# What is limit of the function (x^5+1)/(x^7+1), x-->-1 ?

justaguide | College Teacher | (Level 2) Distinguished Educator

Posted on

We need to find: lim x-->-1 [(x^5+1)/(x^7+1]

substituting x = -1 gives 0/0 which is indeterminate. We can use l'Hopital's rule and replace the numerator and the denominator by their derivatives.
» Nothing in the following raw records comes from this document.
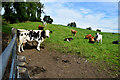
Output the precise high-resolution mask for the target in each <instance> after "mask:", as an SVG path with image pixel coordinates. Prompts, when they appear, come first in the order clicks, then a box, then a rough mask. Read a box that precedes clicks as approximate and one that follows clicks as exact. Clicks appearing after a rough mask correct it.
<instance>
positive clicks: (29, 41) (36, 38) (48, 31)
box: [12, 28, 52, 53]
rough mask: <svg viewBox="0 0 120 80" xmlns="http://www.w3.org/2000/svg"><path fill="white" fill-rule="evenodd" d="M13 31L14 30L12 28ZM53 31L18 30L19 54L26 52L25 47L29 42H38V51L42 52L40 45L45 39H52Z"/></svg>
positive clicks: (18, 44) (37, 30)
mask: <svg viewBox="0 0 120 80" xmlns="http://www.w3.org/2000/svg"><path fill="white" fill-rule="evenodd" d="M12 30H14V29H13V28H12ZM50 33H52V31H49V30H25V29H17V38H18V52H19V53H20V52H21V51H24V49H23V46H24V45H25V43H27V42H32V41H36V42H37V50H39V51H40V44H41V43H42V42H43V41H44V40H45V38H49V37H50V35H49V34H50Z"/></svg>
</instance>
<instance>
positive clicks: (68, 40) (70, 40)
mask: <svg viewBox="0 0 120 80" xmlns="http://www.w3.org/2000/svg"><path fill="white" fill-rule="evenodd" d="M71 40H73V38H65V39H64V41H68V42H69V41H71Z"/></svg>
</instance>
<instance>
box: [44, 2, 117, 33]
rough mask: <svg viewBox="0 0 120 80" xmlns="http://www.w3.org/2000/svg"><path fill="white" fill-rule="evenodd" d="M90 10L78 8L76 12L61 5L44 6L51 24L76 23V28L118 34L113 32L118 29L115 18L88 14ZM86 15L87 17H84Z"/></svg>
mask: <svg viewBox="0 0 120 80" xmlns="http://www.w3.org/2000/svg"><path fill="white" fill-rule="evenodd" d="M91 11H92V9H86V8H80V9H79V10H78V11H77V10H75V9H72V8H68V7H65V6H64V4H63V3H55V4H53V3H52V4H49V5H45V12H46V14H47V15H50V16H51V17H52V18H53V20H54V22H53V24H63V25H67V24H68V23H69V22H76V24H77V27H79V28H84V29H85V28H87V27H92V29H93V30H96V29H101V30H102V32H118V30H113V29H117V28H118V23H117V22H118V20H117V18H116V17H115V18H113V17H109V18H104V17H106V16H107V15H106V14H105V13H94V14H88V13H89V12H91ZM84 14H87V15H84Z"/></svg>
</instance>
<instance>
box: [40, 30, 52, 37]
mask: <svg viewBox="0 0 120 80" xmlns="http://www.w3.org/2000/svg"><path fill="white" fill-rule="evenodd" d="M50 33H52V31H49V30H45V31H42V32H41V36H42V37H44V38H45V37H47V38H49V37H50Z"/></svg>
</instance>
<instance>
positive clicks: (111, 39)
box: [2, 22, 120, 70]
mask: <svg viewBox="0 0 120 80" xmlns="http://www.w3.org/2000/svg"><path fill="white" fill-rule="evenodd" d="M38 25H41V23H39V22H27V23H16V24H9V25H3V26H2V30H3V32H6V33H10V31H11V28H12V27H14V28H17V29H18V28H20V29H28V30H31V29H32V30H34V29H38ZM45 29H49V30H51V31H53V33H52V34H50V38H47V39H46V40H45V41H44V42H45V43H47V46H51V49H55V50H57V51H59V52H61V53H64V54H66V53H69V54H78V55H80V56H81V57H86V59H88V60H89V61H95V62H106V63H107V64H108V65H109V66H110V67H112V66H114V67H113V68H114V70H115V69H116V70H117V69H118V67H119V66H120V64H119V62H118V60H119V59H120V57H119V56H118V45H116V44H112V41H114V40H118V34H117V33H116V34H112V33H105V32H101V34H102V35H103V42H102V44H101V43H94V44H90V43H88V39H84V36H85V35H87V34H92V35H93V36H95V33H96V31H92V30H86V29H81V28H74V27H68V26H63V25H55V24H48V25H47V26H46V27H45ZM71 29H74V30H77V31H78V32H77V35H76V36H73V35H71ZM68 37H72V38H73V39H74V40H73V41H71V42H65V41H64V38H68Z"/></svg>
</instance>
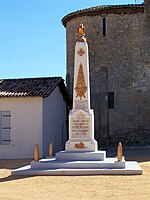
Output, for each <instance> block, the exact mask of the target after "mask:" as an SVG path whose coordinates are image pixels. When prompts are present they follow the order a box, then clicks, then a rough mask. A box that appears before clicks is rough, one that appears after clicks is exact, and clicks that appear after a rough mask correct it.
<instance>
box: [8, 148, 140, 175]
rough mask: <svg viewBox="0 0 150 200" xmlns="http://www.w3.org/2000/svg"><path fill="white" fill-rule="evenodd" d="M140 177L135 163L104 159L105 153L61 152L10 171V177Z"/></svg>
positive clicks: (88, 152)
mask: <svg viewBox="0 0 150 200" xmlns="http://www.w3.org/2000/svg"><path fill="white" fill-rule="evenodd" d="M102 174H107V175H140V174H142V169H141V167H140V165H139V164H138V163H137V162H135V161H132V162H129V161H128V162H127V161H125V159H124V157H123V159H122V160H121V161H118V158H117V157H114V158H106V152H105V151H95V152H88V151H87V152H69V151H61V152H58V153H57V154H56V157H47V158H44V159H41V160H39V161H32V162H31V165H28V166H25V167H22V168H19V169H16V170H12V171H11V175H25V176H34V175H52V176H54V175H59V176H61V175H62V176H65V175H72V176H74V175H102Z"/></svg>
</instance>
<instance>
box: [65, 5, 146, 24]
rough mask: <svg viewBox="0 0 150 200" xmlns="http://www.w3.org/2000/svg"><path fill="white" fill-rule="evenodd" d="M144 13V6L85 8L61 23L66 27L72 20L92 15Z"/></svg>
mask: <svg viewBox="0 0 150 200" xmlns="http://www.w3.org/2000/svg"><path fill="white" fill-rule="evenodd" d="M138 12H144V4H127V5H106V6H105V5H104V6H95V7H90V8H85V9H83V10H78V11H75V12H72V13H70V14H68V15H66V16H64V17H63V19H62V23H63V25H64V26H65V27H66V24H67V22H68V21H70V20H71V19H73V18H76V17H81V16H86V15H88V16H92V15H101V14H111V13H114V14H120V13H138Z"/></svg>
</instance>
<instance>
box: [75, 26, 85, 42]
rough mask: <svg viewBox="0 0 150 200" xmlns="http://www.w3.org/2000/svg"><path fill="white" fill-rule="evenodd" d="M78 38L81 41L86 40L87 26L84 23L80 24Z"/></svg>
mask: <svg viewBox="0 0 150 200" xmlns="http://www.w3.org/2000/svg"><path fill="white" fill-rule="evenodd" d="M77 32H78V34H77V35H78V40H79V41H80V42H86V38H85V27H84V26H83V24H82V23H81V24H80V26H79V27H78V30H77Z"/></svg>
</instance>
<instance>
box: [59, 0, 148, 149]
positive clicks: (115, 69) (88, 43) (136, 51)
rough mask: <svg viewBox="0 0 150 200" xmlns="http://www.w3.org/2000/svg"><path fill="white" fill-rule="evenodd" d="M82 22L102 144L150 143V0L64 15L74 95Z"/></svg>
mask: <svg viewBox="0 0 150 200" xmlns="http://www.w3.org/2000/svg"><path fill="white" fill-rule="evenodd" d="M81 22H82V23H83V24H84V26H85V29H86V38H87V42H88V45H89V58H90V81H91V101H92V106H91V107H92V108H93V109H94V113H95V139H96V140H97V141H98V142H99V147H100V146H107V145H110V146H114V145H115V146H116V145H117V143H118V142H122V143H123V145H150V0H147V1H145V2H144V4H140V5H121V6H97V7H92V8H88V9H84V10H79V11H77V12H74V13H70V14H68V15H66V16H65V17H64V18H63V19H62V23H63V25H64V26H65V27H66V43H67V76H66V79H67V86H68V89H69V91H70V93H71V95H72V90H73V73H74V72H73V70H74V47H75V42H76V33H77V28H78V26H79V24H80V23H81Z"/></svg>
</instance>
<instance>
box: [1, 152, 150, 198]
mask: <svg viewBox="0 0 150 200" xmlns="http://www.w3.org/2000/svg"><path fill="white" fill-rule="evenodd" d="M128 160H135V157H131V156H130V157H128ZM136 160H137V161H138V162H139V163H140V165H141V167H142V169H143V175H135V176H131V175H130V176H102V175H101V176H34V177H23V176H11V175H10V171H11V169H15V168H18V167H21V166H24V165H27V164H29V163H30V161H31V160H0V200H50V199H53V200H59V199H60V200H66V199H67V200H77V199H80V200H82V199H83V200H91V199H92V200H95V199H97V200H100V199H101V200H134V199H135V200H141V199H142V200H149V199H150V157H149V155H146V156H145V157H144V156H143V155H141V156H140V157H139V158H138V157H136Z"/></svg>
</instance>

=> lim x-->-1 [(5x^4)/(7x^6]

substitute x = -1

=> 5/7

The value of the required limit is 5/7

giorgiana1976 | College Teacher | (Level 3) Valedictorian

Posted on

To evaluate the limit, we'll re-write the numerator and denominator, using the identity:

a^n + b^n = (a+b)*(a^(n-1) - a^(n-2)*b + a^(n-3)*b^2 - a^(n-4)*b^3 + ....)

According to this formula, we'll get:

x^5 + 1 = (x + 1)(x^4 - x^3 + x^2 - x + 1)

x^7 + 1 = (x + 1)(x^6 - x^5 + x^4 - x^3 + x^2 - x + 1)

(x^5+1)/(x^7+1) = (x^4 - x^3 + x^2 - x + 1)/(x^6 - x^5 + x^4 - x^3 + x^2 - x + 1)

We'll evaluate the limit:

lim (x^4 - x^3 + x^2 - x + 1)/(x^6 - x^5 + x^4 - x^3 + x^2 - x + 1) = [(-1)^4-(-1)^3+ (-1)^2 +1  + 1]/(1+1+1+1+1+1+1)

lim (x^4 - x^3 + x^2 - x + 1)/(x^6 - x^5 + x^4 - x^3 + x^2 - x + 1) = (1+1+1+1+1)/(1+1+1+1+1+1+1)

lim (x^4 - x^3 + x^2 - x + 1)/(x^6 - x^5 + x^4 - x^3 + x^2 - x + 1) = 5/7

The value of the limit of the function, if x approaches to -1, is: lim (x^5+1)/(x^7+1) = 5/7.